Interpreting the Incident

As for “the meaning” of the title, Richardson uses as a clue three words – “delay”, “refuse” and “remove”, etched on the ammunition left behind at the crime scene. These are the terms occasionally employed by medical insurers to deny coverage. He examines the indication Mangione suffered from a long-term spinal issue, which might have provided motive for an attack, but finds no proof; instead, what significance there is seems to lie in Mangione’s existential anxiety about the world around him, one where “everything is accelerating whether we like it or not, sliding faster and faster to the edge”; a world where the consensus seems to be that AI is going to eventually either take control, or eliminate humanity, or both.

Gaps in the Narrative

Notably missing from the book are conversations with the principal actors. Richardson made requests, but never expected access to Mangione himself. And his family made it clear that they had decided against speaking to the media in advance of the trial. Another flashing-yellow omission is any significant information about the deceased, Thompson, though we learn that under his leadership, from 2021 to 2023, UHC profits rose significantly.

Unclear Conclusions

By the conclusion, the audience has little insight of Mangione’s character or what could have driven his accused actions. More troubling, Richardson’s apparent empathy for him creates the uncomfortable impression of having been privy to a veiled endorsement of an assassination. In the book’s closing remarks, Richardson delivers his fairytale assessment: “We’ve entered a time of fables, the mad king, the beast in the labyrinth and the naked leader.” In that tale “Robin Hoods come with a appealing vow … They arrive in periods of unrest, when the people are suffering and everything is confusing anymore.”
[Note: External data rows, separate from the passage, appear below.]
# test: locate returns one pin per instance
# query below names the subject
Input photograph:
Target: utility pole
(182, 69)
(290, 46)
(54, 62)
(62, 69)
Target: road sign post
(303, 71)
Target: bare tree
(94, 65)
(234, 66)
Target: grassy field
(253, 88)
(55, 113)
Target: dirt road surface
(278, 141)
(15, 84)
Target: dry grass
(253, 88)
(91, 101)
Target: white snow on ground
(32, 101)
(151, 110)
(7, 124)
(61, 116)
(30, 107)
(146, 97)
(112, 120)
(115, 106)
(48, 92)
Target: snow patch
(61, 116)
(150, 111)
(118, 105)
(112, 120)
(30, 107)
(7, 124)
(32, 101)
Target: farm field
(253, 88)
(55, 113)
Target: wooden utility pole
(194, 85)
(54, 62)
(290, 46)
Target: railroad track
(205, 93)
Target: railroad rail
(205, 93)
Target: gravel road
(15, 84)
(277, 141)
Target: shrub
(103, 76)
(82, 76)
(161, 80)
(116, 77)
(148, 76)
One thing is certain: as Mangione’s defence team continues in its attempts have charges that could lead to the ultimate sentence thrown out, any reference of fables, folk heroes, heroes or monsters will not be admissible as evidence in support for this handsome young man with a “jawline … and lips … out of a Caravaggio painting” soon to be on trial for murder.

Christine Gray
Christine Gray

A tech enthusiast and writer passionate about sharing practical advice for modern living and self-improvement.